European Urology 2010 December
BACKGROUND: With the advent of prostate-specific antigen (PSA) screening and the increase in the number of transrectal ultrasound-guided biopsy cores, there has been a dramatic rise in the incidence of low-risk prostate cancer (LRPC). Because > 97% of men with LRPC are likely to die of something other than prostate cancer, it is critical that patients give thought to whether early curative treatment is the only option at diagnosis.

OBJECTIVE: To identify a group of men with LRPC who may not require initial treatment and monitor them on our active surveillance (AS) protocol, to determine the percentage treated and the outcome and to analyze the quality-of-life data.

DESIGN, SETTING, AND PARTICIPANTS: We defined patients eligible for AS as Gleason ≤ 6, PSA ≤ 10, and two or fewer biopsy cores with ≤ 20% tumor in each core.

MEASUREMENTS: Kaplan Meier analysis was used to predict the 5-year treatment free survival. Logistic regression determined the predictors of treatment. Data on sexual function, continence, and outcome were obtained and analyzed.

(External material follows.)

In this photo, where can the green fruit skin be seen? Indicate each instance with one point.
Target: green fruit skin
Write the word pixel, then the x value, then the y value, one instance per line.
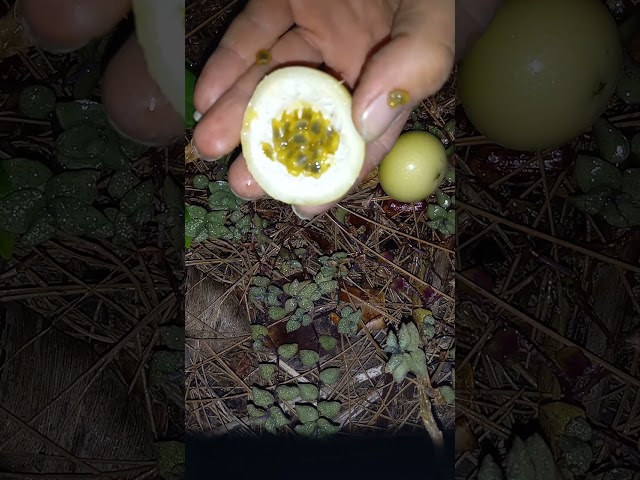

RESULTS AND LIMITATIONS: The AS cohort consisted of 230 patients with a mean age of 63.4 yr; 86% remained on AS for a mean follow-up of 44 mo. Thirty-two of the 230 patients (14%) were treated for a mean follow-up of 33 mo. Twelve had a total prostatectomy (TP). The pathologic stage of these patients was similar to initially treated TP patients with LRPC. Fourteen underwent radiation therapy, and six underwent androgen-deprivation therapy. Fifty percent of patients had no tumor on the first rebiopsy, and only 5% of these patients were subsequently treated. PSA doubling time and clinical stage were not predictors of treatment. No patient progressed after treatment. Among the AS patients, 30% had incontinence, yet < 15% were bothered by it. As measured by the Sexual Health Inventory for Men, 49% of patients had, at a minimum, moderate (≤ 16) erectile dysfunction.

CONCLUSIONS: If guidelines for AS are narrowly defined to include only patients with Gleason 6, tumor volume ≤ 20% in one or two biopsy cores, and PSA levels ≤ 10, few patients are likely to require treatment. Progression-free survival of those treated is likely to be equivalent to patients with similar clinical findings treated at diagnosis.